We still lack important information on what motivated the attempt to overthrow President Recep Tayyip Erdogan, its timing and how and why it collapsed so quickly. Nonetheless, we confidently predict Turkey will suffer several major domestic consequences, in turn causing significant international ripples.
Most importantly, Erdogan’s relentless pursuit of an increasingly radical Islamicization of Turkey will proceed largely unfettered. And no significant institutional or political opposition inside Turkey now stands athwart his penchant for authoritarianism.
The triumph of Erdogan’s government means he has swept the board clear of any real impediments to implementing his radical policies. Both as prime minister and now as president, Erdogan has focused single-mindedly on an Islamicist attack on Turkey’s secular constitution, and the very foundations of a modern Turkey, rising from the ashes of the Ottoman Empire after World War I, envisioned by Mustafa Kemal.
Turkey’s military, following the pattern laid down by Kemal (known widely as “Ataturk,” meaning “father of the Turks”), was intended to be the guardian of the new, Europe-oriented nation-state he strove to create.
Although it may sound odd to Western ears that the military was to safeguard civil rights, especially freedom of religion, in this new Turkey, Kemal well understood that modern thinking needed time to take root and replace the Byzantine medievalism that had characterized Ottoman rule for centuries.
Sadly, Erdogan’s religious zeal has proven Kemal right. For years, Erdogan has replaced high-ranking, secular military officers with loyal Islamicists in a blatant effort to bend the military away from its secular vocation, toward endorsing or at least accepting a re-established state Islam, harking back to the deceased Ottoman caliphate.
Erdogan’s success at stuffing the military’s top officer corps with Islamicists and political loyalists likely explains why Turkey’s military wasn’t fully behind the coup attempt. Indeed, as seemed clear even in the revolt’s early hours, it appeared more an act of desperation, a last gasp by the military’s pro-secular elements, rather than a concerted effort by a united military establishment.

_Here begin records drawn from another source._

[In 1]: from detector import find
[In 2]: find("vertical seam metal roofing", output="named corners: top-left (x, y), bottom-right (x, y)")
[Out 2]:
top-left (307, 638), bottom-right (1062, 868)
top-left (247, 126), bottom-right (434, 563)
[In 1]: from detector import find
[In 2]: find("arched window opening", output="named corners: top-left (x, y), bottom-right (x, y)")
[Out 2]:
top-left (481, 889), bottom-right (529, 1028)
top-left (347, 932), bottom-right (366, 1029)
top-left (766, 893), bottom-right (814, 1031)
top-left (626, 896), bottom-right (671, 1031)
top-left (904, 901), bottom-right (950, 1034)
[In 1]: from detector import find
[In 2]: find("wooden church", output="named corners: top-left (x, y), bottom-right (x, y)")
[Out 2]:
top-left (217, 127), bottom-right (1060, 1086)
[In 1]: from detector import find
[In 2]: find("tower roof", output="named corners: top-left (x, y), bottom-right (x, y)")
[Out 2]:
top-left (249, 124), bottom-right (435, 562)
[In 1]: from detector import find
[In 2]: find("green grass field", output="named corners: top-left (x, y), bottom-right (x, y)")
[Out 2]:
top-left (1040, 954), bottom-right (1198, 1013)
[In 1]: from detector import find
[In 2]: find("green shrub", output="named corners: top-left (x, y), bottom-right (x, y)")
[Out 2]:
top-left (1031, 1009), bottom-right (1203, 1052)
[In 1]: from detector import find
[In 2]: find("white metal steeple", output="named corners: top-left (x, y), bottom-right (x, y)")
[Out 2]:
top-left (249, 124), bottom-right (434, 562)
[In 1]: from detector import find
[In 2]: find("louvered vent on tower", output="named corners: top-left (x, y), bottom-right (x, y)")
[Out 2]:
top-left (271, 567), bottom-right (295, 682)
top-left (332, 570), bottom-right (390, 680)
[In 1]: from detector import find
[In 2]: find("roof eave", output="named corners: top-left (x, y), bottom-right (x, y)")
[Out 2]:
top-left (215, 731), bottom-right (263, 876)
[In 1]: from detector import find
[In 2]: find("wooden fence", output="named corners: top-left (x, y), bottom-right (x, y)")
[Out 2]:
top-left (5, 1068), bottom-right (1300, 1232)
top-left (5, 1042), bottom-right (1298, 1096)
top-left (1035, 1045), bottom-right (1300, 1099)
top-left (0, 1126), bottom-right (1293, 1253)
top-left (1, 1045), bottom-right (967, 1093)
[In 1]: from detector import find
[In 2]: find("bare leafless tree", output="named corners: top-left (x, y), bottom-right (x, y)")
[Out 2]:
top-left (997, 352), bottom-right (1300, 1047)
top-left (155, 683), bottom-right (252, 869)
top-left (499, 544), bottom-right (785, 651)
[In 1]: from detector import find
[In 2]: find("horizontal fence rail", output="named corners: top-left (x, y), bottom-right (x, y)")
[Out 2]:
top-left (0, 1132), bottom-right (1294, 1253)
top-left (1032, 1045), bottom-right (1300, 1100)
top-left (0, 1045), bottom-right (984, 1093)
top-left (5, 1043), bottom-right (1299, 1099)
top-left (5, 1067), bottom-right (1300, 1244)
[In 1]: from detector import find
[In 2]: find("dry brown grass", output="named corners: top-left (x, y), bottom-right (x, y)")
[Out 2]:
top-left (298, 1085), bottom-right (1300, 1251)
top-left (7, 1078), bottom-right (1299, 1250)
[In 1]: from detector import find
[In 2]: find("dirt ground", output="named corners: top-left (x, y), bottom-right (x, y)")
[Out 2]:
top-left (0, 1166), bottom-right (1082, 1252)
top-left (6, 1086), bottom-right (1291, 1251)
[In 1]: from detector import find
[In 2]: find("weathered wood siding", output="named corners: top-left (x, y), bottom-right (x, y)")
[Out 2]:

Erdogan’s increasingly dictatorial approach to governance has in recent years become ever clearer internationally, epitomized by his arrests and harassment of both foreign and domestic journalists he deemed critical of his regime. In earlier days, serving as mayor of Istanbul, he said publicly: “Democracy is like a street car. You ride it to the stop you want, and then you get off.” Friday’s coup attempt may well be precisely the stop Erdogan was waiting for.
When he says the coup plotters “will pay a heavy price,” he isn’t kidding. And he will not stop with the coup’s central figures.
Obviously, any military coup in a theoretically democratic state is illegal (at least until it succeeds), but we can expect Erdogan’s crackdown to be relentless and thorough.
Conveniently, Erdogan has been hard at work for years packing the Turkish judiciary with Islamicists and political supporters. As with his “cleansing” of the military’s officer corps, Erdogan’s placement and promotion of loyalists within the judiciary will now pay important benefits as hundreds, maybe even thousands of “coup plotters,” accomplices and mere political opponents of Erdogan face the consequences of failure.
Erdogan will also have a free hand in dealing with Kurdish political and military opposition efforts, particularly those pursuing an independent Kurdistan.
Internationally, Erdogan will obviously be strengthened significantly, at least once Turkey settles back down. It comes as no surprise that Iran was among the first governments to congratulate Erdogan on retaining power.
His victory is a significant blow to the West and to the NATO alliance, with every indication that Turkey will turn increasingly rapidly away from Western values and America in particular, 44’s personal friendship with Erdogan notwithstanding. And despite Erdogan’s recent reconciliation with Israel, there should be no celebrations in Jerusalem.
The lamps have been going out all over the Middle East for years. Many more went out this weekend in Turkey.
Whether we will see them relit in our lifetime remains unknown.